Alun-alan Kota Sangkapura kemudian dijadikan lapangan sepakbola. Klub-klub jago sepak bola bertandingnya dulu di alun-alun Kota Sangkapura tanpa tribun. Penonton cukup duduk dan bersila mengelilingi alun-alun saat menyaksikan pertandingan sepak bola antarklub se-Kecamatan Sangkapura tanpa pengkarcisan. Di masa silam warga Pulau Bawean rupanya lebih makmur dibandingkan saat ini. Di mana ada turnamen selalu dikarciskan. Berarti saat ini semua sudah pada "ngangas" dengan pendapatan karena apa-apa wajib dikarciskan. Alun-alun Kota Sangkapura pernah menjadi lokasi konser Raja Dangdut Rhoma Irama bersama Nur Halimah asal Jombang. Grup Soneta besutan Raja Dangdut H. Rhoma Irama bikin heboh saat manggung di alun-alun kota Sangkapura. Kapal perang milik TNI-AL dikerahkan untuk membawa perangkat sound sistem yang diturunkan dengan beberapa truk besar. Sangkapura pada waktu itu, sekitar tahun 90-an semakin menuai keharuman atas peristiwa itu. KH. Abdurrahman Wahid alias Gusdur sebelum menjabat sebagai ketua PB NU pernah hadir di alun-alun Kota Sangkapura dalam bingkai acara pengajian akbar dan telaah kitab kuning. Pesawat helikopter pun di saat pejabat berkunjung ke Pulau Bawean selalu landing di alun-alun Kota Sangkapura. Banyak aktivitas berskala besar di helat di alun-alun Kota Sangkapura.

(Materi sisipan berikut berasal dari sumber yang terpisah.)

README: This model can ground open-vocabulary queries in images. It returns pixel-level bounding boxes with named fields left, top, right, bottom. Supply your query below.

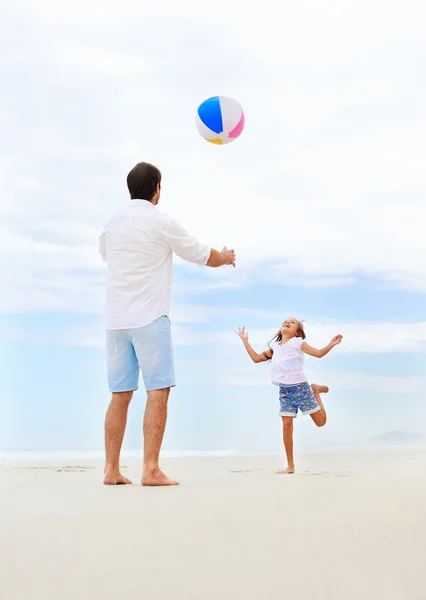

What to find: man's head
left=127, top=162, right=162, bottom=204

Di masa silam, alun-alun Sangkapura Kota memiliki multi fungsi. Sebuah pertunjukan akrobat yang mampu mengubah orang laki-laki menjadi perempuan pernah digelar di alun-alun Sangkapura Kota. Operasi dukun palsu berkedok kiai yakni Kiai Sayyin Syafi'i pernah melakukan aksi pengobatan sulap abal-abal dengan surban putih dan games kebesarannya menghepnotis warga Pulau Bawean. Warga Pulau Bawean langsung kepincut datang berobat ke alun-alun dengan bayaran berapapun dilawannya demi kesembuhan penyakitnya. Pulang dari alun-alun Sangkapura Kota penyakitnya seperti lagunya Dian Piesesa "Aku masih seperti yang dulu." Selain itu, kegiatan ujian praktik olahraga atletis dari sebuah sekolah terdekat dengan jantung kota juga dihelat di alun-alun. Kegiatan lomba-lomba atau pertandingan dalam kegiatan Agustusan digelar di alun-alun Sangkapura Kota juga. Gelar kampanye dan pengajian akbar atau istighatsah selalu mengambil tempat di alun-alun Sangkapura Kota. Intinya, alun-slun selalu menjadi sentra kegiatan publik di Kecamatan Sangkapura Pulau Bawean.
Di masa kekinian, separuh alun-alun bagian trotoar selatan dijadikan sentra kegiatan PKL (Pedagang Kali Lima,red) di malam hari. Menjelang matahari surup di ufuk barat para pedagang kaki lima pada mendorong rombongnya menuju sentra PKL. Berbagai macam kuliner dan jualan klinting-klinting hingga arumanis dan popcorn terjual di sana. Usai waktu isya', kendaraan roda dua mulai memadati alun-alun Kota Sangkapura. Alun-alun di malam Minggu menjelma menjadi pasar malam yang ramainya tak alang kepalang. Polisi beserta mobil patrolinya turut ambil bagian untuk mengamankan jalan lingkar alun-alun Kota Sangkapura dari kemacetan. Anak-anak muda gaul menggelar tikar dan perlak seperti hendak menyulap alun-alun Kota Sangkapura sebagai Malioboronya Kota Jogjakarta. Ramainya tak ketulungan dan minta ampun!